A l’origine de l’affaire, un salarié chauffeur poids-lourd avait souhaité évoquer un différend salarial avec son employeur au cours d’un entretien informel, lequel s’était révélé infructueux. Après avoir déclaré à son employeur que faute d’accord, « ils se reverraient devant le conseil de prud’hommes », le salarié a reçu une convocation à un entretien préalable en vue d’un licenciement assortie d’une mise à pied à titre conservatoire, l’employeur lui reprochant notamment un abandon de poste. Il a été licencié pour faute grave quelques jours plus tard et a saisi la juridiction prud’homale pour demander la nullité de son licenciement.
Ayant été débouté par les premiers juges, le salarié a interjeté appel, soutenant que son licenciement était nul en ce qu’il constituait une violation de la liberté fondamentale d’ester en justice.

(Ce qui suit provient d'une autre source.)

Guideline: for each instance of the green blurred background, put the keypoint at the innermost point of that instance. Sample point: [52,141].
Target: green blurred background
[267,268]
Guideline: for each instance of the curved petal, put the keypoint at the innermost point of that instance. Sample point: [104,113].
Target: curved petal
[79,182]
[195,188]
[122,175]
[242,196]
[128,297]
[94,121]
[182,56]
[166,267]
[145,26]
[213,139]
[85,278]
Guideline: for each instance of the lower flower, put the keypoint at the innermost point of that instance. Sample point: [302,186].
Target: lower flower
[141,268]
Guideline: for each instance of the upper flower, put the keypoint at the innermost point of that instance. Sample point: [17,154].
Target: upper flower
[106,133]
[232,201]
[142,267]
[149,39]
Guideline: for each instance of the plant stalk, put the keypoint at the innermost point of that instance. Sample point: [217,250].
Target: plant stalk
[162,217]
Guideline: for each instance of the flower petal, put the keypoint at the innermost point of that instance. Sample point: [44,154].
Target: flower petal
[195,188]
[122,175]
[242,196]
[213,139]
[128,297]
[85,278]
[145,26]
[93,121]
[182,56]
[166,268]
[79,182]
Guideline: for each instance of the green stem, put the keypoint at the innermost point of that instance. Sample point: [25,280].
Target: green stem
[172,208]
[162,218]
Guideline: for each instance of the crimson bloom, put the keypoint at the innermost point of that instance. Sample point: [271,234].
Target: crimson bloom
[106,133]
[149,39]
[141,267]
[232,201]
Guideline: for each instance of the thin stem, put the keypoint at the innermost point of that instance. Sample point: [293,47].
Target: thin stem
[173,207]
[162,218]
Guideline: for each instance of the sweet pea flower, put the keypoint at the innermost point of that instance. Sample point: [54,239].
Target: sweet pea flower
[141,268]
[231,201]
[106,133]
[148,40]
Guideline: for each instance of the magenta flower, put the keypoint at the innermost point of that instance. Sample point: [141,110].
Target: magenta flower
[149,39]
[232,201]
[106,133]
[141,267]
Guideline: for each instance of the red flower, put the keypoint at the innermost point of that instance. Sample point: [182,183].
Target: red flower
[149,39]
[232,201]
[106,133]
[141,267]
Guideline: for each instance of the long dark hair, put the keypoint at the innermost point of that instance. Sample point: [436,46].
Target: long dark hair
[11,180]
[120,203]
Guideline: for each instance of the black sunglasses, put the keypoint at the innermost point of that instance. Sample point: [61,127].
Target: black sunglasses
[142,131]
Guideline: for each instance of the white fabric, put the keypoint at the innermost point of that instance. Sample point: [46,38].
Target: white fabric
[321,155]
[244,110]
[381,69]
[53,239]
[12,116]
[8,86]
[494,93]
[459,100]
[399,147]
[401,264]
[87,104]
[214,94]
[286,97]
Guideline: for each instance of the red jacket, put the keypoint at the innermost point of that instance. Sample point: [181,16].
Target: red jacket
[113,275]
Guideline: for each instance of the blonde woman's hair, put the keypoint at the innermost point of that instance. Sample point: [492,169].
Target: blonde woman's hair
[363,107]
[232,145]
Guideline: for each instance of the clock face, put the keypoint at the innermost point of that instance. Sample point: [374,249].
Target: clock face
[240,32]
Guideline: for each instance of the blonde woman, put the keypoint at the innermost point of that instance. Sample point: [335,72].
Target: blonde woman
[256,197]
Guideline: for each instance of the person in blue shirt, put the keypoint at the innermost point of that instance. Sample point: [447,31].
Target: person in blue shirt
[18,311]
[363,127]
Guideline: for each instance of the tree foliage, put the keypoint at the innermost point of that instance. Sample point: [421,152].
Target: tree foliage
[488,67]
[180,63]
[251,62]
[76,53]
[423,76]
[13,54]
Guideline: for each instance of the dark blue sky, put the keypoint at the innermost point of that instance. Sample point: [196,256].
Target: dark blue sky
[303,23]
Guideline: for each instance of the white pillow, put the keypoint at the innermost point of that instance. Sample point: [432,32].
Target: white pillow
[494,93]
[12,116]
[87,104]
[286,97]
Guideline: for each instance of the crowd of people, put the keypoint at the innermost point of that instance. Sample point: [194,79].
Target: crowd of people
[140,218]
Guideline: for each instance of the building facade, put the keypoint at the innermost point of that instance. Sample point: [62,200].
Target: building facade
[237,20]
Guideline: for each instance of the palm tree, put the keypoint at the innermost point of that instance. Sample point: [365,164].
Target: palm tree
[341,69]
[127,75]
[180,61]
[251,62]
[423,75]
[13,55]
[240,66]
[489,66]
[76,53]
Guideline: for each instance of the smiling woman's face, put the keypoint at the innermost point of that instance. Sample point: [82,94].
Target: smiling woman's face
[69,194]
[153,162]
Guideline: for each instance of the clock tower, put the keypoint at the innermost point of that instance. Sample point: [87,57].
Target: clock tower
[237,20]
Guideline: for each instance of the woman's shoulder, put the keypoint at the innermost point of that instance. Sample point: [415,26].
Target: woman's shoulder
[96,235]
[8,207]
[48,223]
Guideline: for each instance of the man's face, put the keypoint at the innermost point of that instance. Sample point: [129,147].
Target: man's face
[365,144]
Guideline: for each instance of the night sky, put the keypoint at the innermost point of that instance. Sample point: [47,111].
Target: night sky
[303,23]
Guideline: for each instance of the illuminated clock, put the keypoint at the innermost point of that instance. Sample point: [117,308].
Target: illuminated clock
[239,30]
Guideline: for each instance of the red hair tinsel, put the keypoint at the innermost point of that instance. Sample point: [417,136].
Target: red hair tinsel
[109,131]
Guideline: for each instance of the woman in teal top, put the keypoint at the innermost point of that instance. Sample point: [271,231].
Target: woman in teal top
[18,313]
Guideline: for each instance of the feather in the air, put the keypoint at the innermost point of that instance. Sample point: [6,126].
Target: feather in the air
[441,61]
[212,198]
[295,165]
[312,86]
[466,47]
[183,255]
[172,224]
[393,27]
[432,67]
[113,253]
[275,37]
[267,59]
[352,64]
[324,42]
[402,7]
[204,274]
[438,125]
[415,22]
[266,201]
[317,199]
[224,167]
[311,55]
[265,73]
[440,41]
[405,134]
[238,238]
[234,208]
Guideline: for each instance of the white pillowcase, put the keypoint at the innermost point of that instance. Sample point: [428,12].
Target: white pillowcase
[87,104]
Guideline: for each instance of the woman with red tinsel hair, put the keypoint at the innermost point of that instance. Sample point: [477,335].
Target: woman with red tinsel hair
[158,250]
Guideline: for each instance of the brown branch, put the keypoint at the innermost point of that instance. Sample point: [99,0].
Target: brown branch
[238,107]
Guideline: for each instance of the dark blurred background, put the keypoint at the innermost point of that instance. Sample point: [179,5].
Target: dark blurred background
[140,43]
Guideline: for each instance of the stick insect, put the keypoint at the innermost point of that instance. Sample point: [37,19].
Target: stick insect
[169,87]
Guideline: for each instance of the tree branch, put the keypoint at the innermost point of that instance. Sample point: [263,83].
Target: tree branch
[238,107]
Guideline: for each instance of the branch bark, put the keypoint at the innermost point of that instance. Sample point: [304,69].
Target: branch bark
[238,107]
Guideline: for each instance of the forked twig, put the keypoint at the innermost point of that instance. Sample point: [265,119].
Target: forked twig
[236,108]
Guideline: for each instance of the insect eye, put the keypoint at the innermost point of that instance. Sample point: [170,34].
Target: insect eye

Il rappelait en effet que l’employeur lui avait reproché sa volonté de saisir la justice d’une demande salariale, tandis qu’aucune autre faute ne pouvait lui être imputable.
La cour d’appel donne gain de cause au salarié et fait application du principe selon lequel est nul comme portant atteinte à une liberté fondamentale constitutionnellement garantie, le licenciement intervenu en raison d’une action en justice introduite ou susceptible d’être introduite par le salarié à l’encontre de son employeur.
Maître Emmanuel Gayat, avocat associé du cabinet JDS avocats en charge du dossier, précise que « la lettre de licenciement reçue par le salarié lui reprochait d’avoir indiqué à l’employeur qu’il comptait saisir la juridiction prud’homale aux fins d’obtenir un rappel de salaire. Cette seule référence dans la lettre de rupture à une procédure contentieuse envisagée est dès lors constitutive d’une atteinte à la liberté fondamentale d’ester en justice entraînant à elle seule la nullité de la rupture ».